FastAPI's parameter inference works like a smart assistant but needs clear instructions for ambiguous types. For Pydantic models, it assumes Body. For simple types, it checks path, then query. For a generic dict, it defaults to query unless told otherwise.

Rule: Always explicitly annotate non-Pydantic input parameters with Body() if they must be extracted from the request payload.

The Setup

You want to implement a POST endpoint that accepts a dynamic query parameter and a raw JSON dictionary payload. You write the route utilizing standard type annotations, assuming FastAPI will parse the dictionary as the request body.

What Does This Print?

Broken code
Python
from fastapi import FastAPI

app = FastAPI()

@app.post("/items/{item_id}")
async def update_item(item_id: int, payload: dict):
    return {"item_id": item_id, "payload": payload}
Predict the server response when sending a POST request to /items/42 with a JSON payload of {"name": "heavy_duty"}.

The Output

What actually happens
{ "detail": [ { "type": "missing", "loc": ["query", "payload"], "msg": "Field required", "input": null } ] }

The server returns a 422 Unprocessable Entity status code with the following response body: FastAPI expects the payload parameter to be passed inside the URL query string, completely ignoring the HTTP request body payload you provided.

Why Python Does This

FastAPI parses the endpoint signature at application startup using Python's inspect module and Pydantic validation rules. If a parameter is declared in the path (e.g., {item_id}), FastAPI treats it as a path parameter. For other parameters, FastAPI checks if the type annotation inherits from Pydantic's BaseModel. Since dict is a native Python dictionary type and does not inherit from BaseModel, FastAPI defaults to parsing it as a query parameter. To resolve this parameter as an incoming JSON request body instead, you must explicitly declare it with FastAPI's Body marker.

The Fix

Corrected pattern
Python
from fastapi import FastAPI, Body

app = FastAPI()

@app.post("/items/{item_id}")
async def update_item(item_id: int, payload: dict = Body(...)):
    # Explicitly using Body(...) forces FastAPI to read the JSON request payload
    return {"item_id": item_id, "payload": payload}

Explicitly annotating payload: dict with Body() tells FastAPI to look for this parameter in the request body. This overrides the default inference logic, allowing FastAPI's internal data extraction and validation to correctly process the incoming JSON payload.
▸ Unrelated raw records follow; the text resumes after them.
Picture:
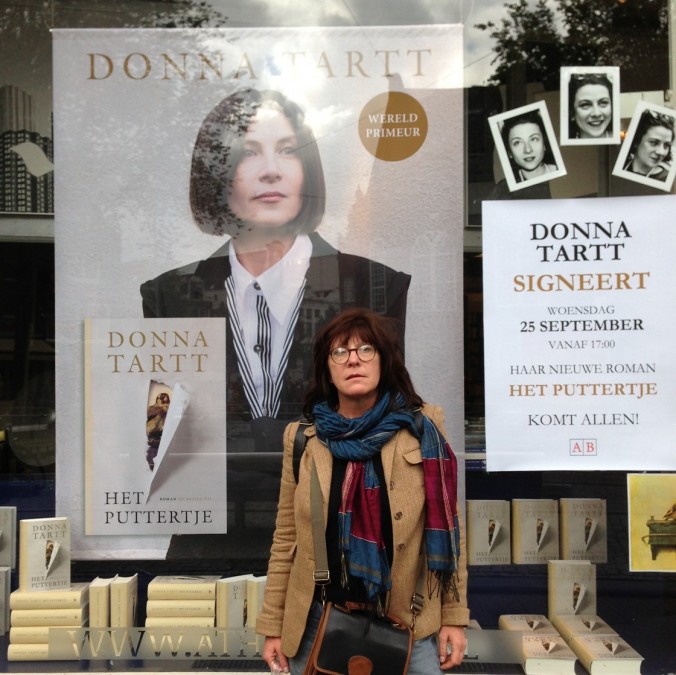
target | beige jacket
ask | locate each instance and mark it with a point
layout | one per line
(290, 588)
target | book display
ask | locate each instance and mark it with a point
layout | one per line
(583, 529)
(33, 613)
(44, 554)
(535, 531)
(571, 587)
(488, 532)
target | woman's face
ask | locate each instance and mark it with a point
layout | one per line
(356, 380)
(652, 149)
(592, 110)
(267, 187)
(526, 145)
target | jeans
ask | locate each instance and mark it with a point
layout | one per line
(424, 655)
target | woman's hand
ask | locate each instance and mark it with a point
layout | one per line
(451, 639)
(273, 656)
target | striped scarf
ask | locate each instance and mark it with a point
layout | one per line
(361, 540)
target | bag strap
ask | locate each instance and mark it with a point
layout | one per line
(321, 575)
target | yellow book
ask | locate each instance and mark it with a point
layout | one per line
(74, 597)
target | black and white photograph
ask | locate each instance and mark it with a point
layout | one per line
(526, 145)
(646, 155)
(590, 105)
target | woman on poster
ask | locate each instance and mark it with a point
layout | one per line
(365, 436)
(257, 177)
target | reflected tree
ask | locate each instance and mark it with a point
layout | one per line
(535, 39)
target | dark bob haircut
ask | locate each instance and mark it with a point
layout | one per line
(218, 150)
(373, 329)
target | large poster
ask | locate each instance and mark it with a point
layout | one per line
(271, 178)
(579, 314)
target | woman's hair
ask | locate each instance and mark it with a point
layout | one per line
(648, 120)
(576, 82)
(373, 329)
(532, 117)
(218, 150)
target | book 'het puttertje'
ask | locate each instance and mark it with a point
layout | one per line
(535, 531)
(488, 532)
(571, 587)
(547, 655)
(155, 442)
(583, 529)
(606, 655)
(44, 554)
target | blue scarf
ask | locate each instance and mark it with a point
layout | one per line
(361, 543)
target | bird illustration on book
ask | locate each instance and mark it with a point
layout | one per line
(155, 420)
(541, 528)
(51, 551)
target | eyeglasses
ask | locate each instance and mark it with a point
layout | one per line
(341, 355)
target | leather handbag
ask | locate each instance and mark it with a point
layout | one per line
(351, 639)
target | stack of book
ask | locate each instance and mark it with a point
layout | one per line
(181, 601)
(544, 650)
(33, 613)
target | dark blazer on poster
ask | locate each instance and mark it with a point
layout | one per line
(334, 281)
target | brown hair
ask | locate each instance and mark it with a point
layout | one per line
(374, 329)
(218, 150)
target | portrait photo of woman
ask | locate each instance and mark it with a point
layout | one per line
(646, 155)
(526, 145)
(590, 113)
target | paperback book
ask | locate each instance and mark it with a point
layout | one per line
(571, 587)
(535, 531)
(583, 529)
(488, 532)
(44, 554)
(547, 655)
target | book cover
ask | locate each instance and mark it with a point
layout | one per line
(529, 624)
(180, 622)
(232, 609)
(177, 587)
(255, 589)
(72, 598)
(155, 426)
(583, 531)
(99, 602)
(8, 536)
(181, 608)
(535, 531)
(606, 654)
(488, 532)
(547, 655)
(572, 625)
(123, 601)
(28, 652)
(5, 587)
(49, 617)
(571, 587)
(44, 554)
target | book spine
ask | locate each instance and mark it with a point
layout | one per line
(28, 652)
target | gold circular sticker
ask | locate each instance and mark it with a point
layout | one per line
(393, 126)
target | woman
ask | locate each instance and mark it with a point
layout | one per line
(590, 97)
(650, 151)
(257, 177)
(363, 392)
(524, 139)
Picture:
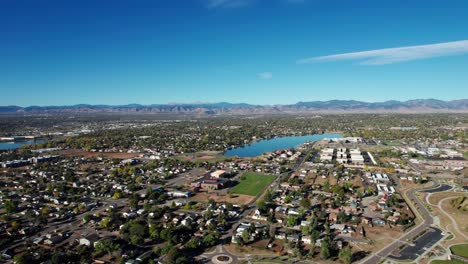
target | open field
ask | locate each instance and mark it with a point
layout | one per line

How This Fails in Real Systems

A payment gateway endpoint received a map of custom metadata fields from a web client. Because the metadata parameter was annotated as dict instead of Body(), the API threw 422 errors for every checkout action. The issue went unnoticed until the staging environment was deployed with real client integrations.

Key Takeaway

Always explicitly annotate non-Pydantic input parameters with Body() if they must be extracted from the request payload.
Common mistake: Assuming FastAPI automatically infers the source of complex type hints like dict to be the request body, similar to how it handles Pydantic models.